User experience and user interface principles focus on delivering usability, functionality, and visual design in the best possible way. A big part of understanding quality design is through research. Check out these website templates from Hostinger to help you understand the key to UI/UX design. While the understanding theory is essential, implementation becomes much easier when you are able to recognize how other sites pull it off.
Now let’s learn about the six best practices of UI and UX. These practices include examples to help improve your website design. Read along.
Keep a Simple Interface
Both UI and UX designs help create a simple interface, which is always best to avoid confusion. With a simple interface, users can navigate through your web pages easily. You can also maintain customer interests and reduce the bounce rate.
A simple interface means making things efficient and intuitive. Start by creating a visual hierarchy that guides the visitors to understand the content better. Understand the objective of each page, like the call-to-action, to create a more conversion-oriented interface.
Some examples of simple interfaces to consider come from Pitch and Hello Monday. The pitch includes a clean design and headline colors and sizes that attract attention. Hello Monday uses white space to direct focus.

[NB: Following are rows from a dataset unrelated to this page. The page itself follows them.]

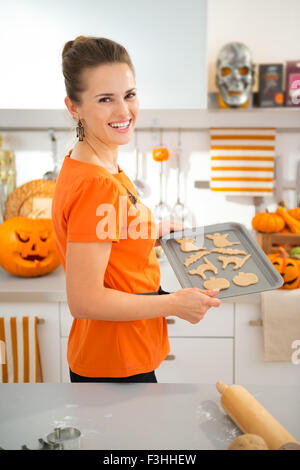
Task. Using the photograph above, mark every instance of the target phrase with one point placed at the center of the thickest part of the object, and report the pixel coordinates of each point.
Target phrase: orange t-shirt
(90, 204)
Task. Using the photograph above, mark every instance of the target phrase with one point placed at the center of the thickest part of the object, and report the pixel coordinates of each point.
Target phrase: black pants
(148, 377)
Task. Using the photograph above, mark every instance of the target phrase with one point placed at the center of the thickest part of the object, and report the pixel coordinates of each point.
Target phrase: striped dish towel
(19, 350)
(242, 160)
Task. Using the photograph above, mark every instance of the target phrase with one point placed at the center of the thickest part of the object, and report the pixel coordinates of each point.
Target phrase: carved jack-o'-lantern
(28, 247)
(289, 268)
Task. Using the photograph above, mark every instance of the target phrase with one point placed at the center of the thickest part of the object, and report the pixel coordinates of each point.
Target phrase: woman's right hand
(191, 304)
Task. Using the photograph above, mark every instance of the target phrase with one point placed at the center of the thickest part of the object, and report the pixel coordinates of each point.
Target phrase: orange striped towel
(242, 160)
(19, 350)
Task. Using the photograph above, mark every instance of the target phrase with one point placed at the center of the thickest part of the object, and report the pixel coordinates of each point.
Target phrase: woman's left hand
(168, 226)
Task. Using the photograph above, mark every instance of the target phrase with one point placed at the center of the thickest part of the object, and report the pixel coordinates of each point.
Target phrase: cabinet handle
(255, 323)
(170, 357)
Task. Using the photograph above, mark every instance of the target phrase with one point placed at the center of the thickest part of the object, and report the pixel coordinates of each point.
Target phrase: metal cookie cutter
(65, 438)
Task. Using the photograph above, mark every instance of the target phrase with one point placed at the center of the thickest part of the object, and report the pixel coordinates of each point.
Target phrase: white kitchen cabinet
(48, 332)
(217, 322)
(250, 367)
(198, 360)
(65, 376)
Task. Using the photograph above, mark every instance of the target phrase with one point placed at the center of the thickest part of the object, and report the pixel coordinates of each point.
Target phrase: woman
(116, 335)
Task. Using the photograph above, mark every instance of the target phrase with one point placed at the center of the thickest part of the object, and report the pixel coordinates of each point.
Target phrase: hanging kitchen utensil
(142, 188)
(161, 154)
(52, 175)
(180, 212)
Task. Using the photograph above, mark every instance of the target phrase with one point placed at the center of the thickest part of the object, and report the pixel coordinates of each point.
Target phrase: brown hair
(88, 52)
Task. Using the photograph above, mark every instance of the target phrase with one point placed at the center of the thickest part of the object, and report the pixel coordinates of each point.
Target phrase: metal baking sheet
(258, 263)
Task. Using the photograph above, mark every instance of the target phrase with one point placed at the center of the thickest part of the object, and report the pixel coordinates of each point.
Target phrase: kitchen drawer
(66, 319)
(198, 360)
(218, 321)
(65, 376)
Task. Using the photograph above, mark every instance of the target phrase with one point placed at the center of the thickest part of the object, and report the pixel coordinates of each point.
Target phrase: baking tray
(258, 263)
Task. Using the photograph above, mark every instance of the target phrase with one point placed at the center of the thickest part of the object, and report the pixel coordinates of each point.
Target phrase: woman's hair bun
(72, 43)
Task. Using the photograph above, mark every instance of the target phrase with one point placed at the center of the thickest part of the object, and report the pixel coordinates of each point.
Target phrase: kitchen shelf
(283, 119)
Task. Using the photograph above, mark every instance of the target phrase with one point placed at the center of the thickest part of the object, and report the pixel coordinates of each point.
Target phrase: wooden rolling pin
(251, 417)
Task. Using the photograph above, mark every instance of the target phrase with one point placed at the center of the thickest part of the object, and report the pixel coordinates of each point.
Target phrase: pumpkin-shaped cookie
(216, 283)
(28, 247)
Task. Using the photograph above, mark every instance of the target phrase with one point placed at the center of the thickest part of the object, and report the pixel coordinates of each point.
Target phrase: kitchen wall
(271, 37)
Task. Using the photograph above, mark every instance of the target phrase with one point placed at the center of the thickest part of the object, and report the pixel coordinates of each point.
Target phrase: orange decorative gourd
(289, 268)
(28, 247)
(295, 213)
(268, 222)
(160, 154)
(289, 220)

Design for Your Audience, Not for Yourself
Designing for your audience requires a full understanding of their behavior and preferences. From it, you’ll increase customer interests, potential leads, and gain better page indexing by the search engines. Designing for the audience starts with usability testing.
Among other things, testing the usability allows you to know what your users actually do. To do it, conduct user research and gain feedback based on your design. Also, use creative thinking to find ways to deliver the right design for the audience.
Making it for the audience benefits your website in the long run. Therefore, start listening to what your audience prefers.
Use Common UI Elements
The audience expects familiarity in design when going to your website – especially if it’s not their visit. Therefore, always follow recurring patterns in UI/UX design. Doing so provides a better user flow, as they have the basic knowledge of navigating websites similar to yours.
However, following the standard UI elements isn’t merely copying others. The best way to apply common UI elements is through research, audience analysis, and user testing. Additionally, you can learn from these websites to learn more about UI patterns.
To add more common elements to website design, include the same formatting for FAQ or About Us pages, navigational menu, and page categories. For mobile app design, add search feature and header formatting.
Keep Things Consistent
From the consistent design, you establish and maintain visitor expectations. In short, visitors know exactly what they’re getting – which allows them to find what they’re looking for with ease.
Consistency is also good for SEO, as search engines can read your website better when there’s consistency on the content, keywords, and website media.
Start by being consistent in copywriting, use of color, typography formats, and page structuring. Understand the design hierarchy that aligns with the audience’s habit. For visual content, apply the same principles for better message absorption.
Reduce User Frustration
In website design, some factors contribute to user frustration. Some of these are errors, a poor overall experience like scrolling or checking out, and slow-loading page speed. Fortunately, there are also many ways to reduce user frustration.
Apply an appropriate level of readability and improve your content maturity level. To improve the experience, adapt to short attention spans. Add a 404 error page to inform users and redirect them to another page without leaving your website.
In the long run, reduce user frustration by looking at your data. Understand what works and what needs improvement. Mostly, listen to your audience’s feedback regularly.
Avoid Dramatic Redesigns
People prefer familiarity and dislike major changes and this also applies to website design. Therefore, avoid dramatic changes to your website to maintain interest.
Make gradual changes and focus on one thing at a time. Avoid going too far and too fast from your original design. Moreover, a data-driven design is required to understand your redesign purposes.
Conclusion
When designing UI/UX, there is no one-size-fits-all approach as nothing is set in stone. However, we hope that these six best UI/UX practices help your website design efforts. Good luck.